**Find the volume of the region above the sphere [tex]x^2+y^2+z^2=4[/tex] and below the**

paraboloid [tex]z = 6-x^2- y^2[/tex].

paraboloid [tex]z = 6-x^2- y^2[/tex].

Ok so the first thing i did was to find out if the two surfaces ever intersect by substituting [tex]x^2+y^2=6-z[/tex] into the first equation and solving for z. I got only complex solutions, hence they never intersect.

If i am picturing the region correctly, i am dealing with the volume of a region who's base is bounded by the equator of the sphere, all the way up to the paraboloid.

My initial thought was to use a cylindrical coordinate system.
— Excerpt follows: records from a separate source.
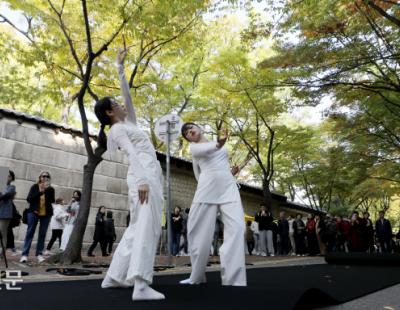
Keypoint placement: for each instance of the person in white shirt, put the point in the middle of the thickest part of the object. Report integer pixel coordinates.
(216, 191)
(133, 260)
(72, 210)
(256, 235)
(57, 223)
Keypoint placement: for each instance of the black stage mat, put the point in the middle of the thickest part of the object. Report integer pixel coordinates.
(299, 287)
If i have set up my bounds correctly, the integral i would need to evaluate would be:

[tex]V=\int^{2\pi}_{0}\int^{2}_{0}\int^{6-r^2}_{\sqrt{4-r^2}}dz\:r\:dr\: d\theta=\frac{32\pi}{3}[/tex]

However, according to the solutions, the answer is [tex]\frac{2\pi}{3} (28-3\pi)[/tex]. Im sure that i evaluated my integral correctly because i checked it with Mathematica, but i just cant seem to get the same answer as the solution guide.

Any help would be greatly appreciated,

Thanks,

Dan.